Iklan
![]() |
| Zaini Abdullah, Abu Doto (Istimewa) |
Banda Aceh - Kabar duka datang dari Aceh. Mantan Gubernur Aceh periode 2012-2017, Zaini Abdullah atau yang akrab disapa Abu Doto, dikabarkan meninggal dunia pada Sabtu (13/6/2026).
Kepergian Abu Doto menjadi kehilangan besar bagi masyarakat Aceh. Sosok yang dikenal sebagai dokter, pejuang, sekaligus politisi itu memiliki peran penting dalam perjalanan sejarah Aceh, terutama dalam proses perdamaian yang mengakhiri konflik berkepanjangan di Tanah Rencong.
Informasi wafatnya Abu Doto dengan cepat menyebar di berbagai kalangan masyarakat. Ucapan belasungkawa mengalir dari tokoh politik, mantan pejabat, hingga masyarakat yang mengenalnya sebagai figur yang sederhana dan dekat dengan rakyat.

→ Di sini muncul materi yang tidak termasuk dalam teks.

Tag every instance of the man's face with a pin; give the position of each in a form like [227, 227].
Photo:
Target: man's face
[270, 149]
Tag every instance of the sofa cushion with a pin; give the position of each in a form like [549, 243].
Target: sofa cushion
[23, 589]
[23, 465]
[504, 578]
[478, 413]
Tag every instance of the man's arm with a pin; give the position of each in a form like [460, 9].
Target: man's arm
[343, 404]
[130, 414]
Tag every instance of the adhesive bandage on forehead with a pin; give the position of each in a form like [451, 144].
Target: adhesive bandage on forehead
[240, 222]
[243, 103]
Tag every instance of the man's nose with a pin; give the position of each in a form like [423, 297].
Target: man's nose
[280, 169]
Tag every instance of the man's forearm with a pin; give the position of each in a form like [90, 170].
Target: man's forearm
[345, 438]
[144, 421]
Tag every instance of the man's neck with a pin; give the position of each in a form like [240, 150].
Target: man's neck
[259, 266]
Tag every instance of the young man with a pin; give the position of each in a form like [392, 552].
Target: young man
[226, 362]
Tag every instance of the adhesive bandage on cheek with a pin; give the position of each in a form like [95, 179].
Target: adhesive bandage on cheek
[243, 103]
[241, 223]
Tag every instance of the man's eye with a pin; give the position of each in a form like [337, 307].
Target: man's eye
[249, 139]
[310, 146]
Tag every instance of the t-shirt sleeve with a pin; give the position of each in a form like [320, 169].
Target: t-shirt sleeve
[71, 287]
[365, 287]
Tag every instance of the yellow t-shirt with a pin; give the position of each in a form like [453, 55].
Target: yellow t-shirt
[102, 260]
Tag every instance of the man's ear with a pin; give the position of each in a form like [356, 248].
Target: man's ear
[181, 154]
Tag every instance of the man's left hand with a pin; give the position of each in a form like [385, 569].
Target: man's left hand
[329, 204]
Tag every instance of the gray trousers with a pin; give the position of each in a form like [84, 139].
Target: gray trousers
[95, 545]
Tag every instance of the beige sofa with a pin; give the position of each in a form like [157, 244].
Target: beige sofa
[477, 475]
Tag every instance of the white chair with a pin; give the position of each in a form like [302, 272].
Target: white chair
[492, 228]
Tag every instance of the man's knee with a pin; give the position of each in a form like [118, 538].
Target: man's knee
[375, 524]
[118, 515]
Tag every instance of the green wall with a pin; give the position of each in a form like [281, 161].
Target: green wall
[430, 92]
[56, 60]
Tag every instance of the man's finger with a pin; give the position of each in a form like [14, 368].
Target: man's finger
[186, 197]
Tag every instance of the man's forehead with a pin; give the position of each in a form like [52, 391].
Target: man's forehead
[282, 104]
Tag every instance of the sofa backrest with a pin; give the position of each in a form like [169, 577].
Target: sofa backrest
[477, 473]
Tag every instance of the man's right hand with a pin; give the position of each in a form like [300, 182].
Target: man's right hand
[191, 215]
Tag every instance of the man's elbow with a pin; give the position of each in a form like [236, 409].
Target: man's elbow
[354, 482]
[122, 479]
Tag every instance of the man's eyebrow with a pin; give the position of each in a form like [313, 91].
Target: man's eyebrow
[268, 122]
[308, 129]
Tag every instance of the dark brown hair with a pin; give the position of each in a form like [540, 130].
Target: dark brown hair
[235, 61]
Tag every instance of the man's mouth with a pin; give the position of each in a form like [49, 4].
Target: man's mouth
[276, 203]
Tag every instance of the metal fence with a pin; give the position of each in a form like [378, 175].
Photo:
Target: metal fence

Zaini Abdullah lahir di Kabupaten Pidie pada 24 April 1940. Sebelum terjun ke dunia politik, ia meniti karier sebagai dokter dan kemudian aktif dalam perjuangan politik Aceh. Namanya dikenal luas sebagai salah satu tokoh penting Gerakan Aceh Merdeka (GAM) yang terlibat dalam berbagai proses diplomasi menuju perdamaian.
Perannya dalam proses perdamaian Aceh menjadi salah satu catatan penting dalam perjalanan hidupnya. Setelah tercapainya kesepakatan damai Helsinki pada 2005, Abu Doto ikut mengawal transisi politik Aceh menuju era yang lebih damai dan demokratis.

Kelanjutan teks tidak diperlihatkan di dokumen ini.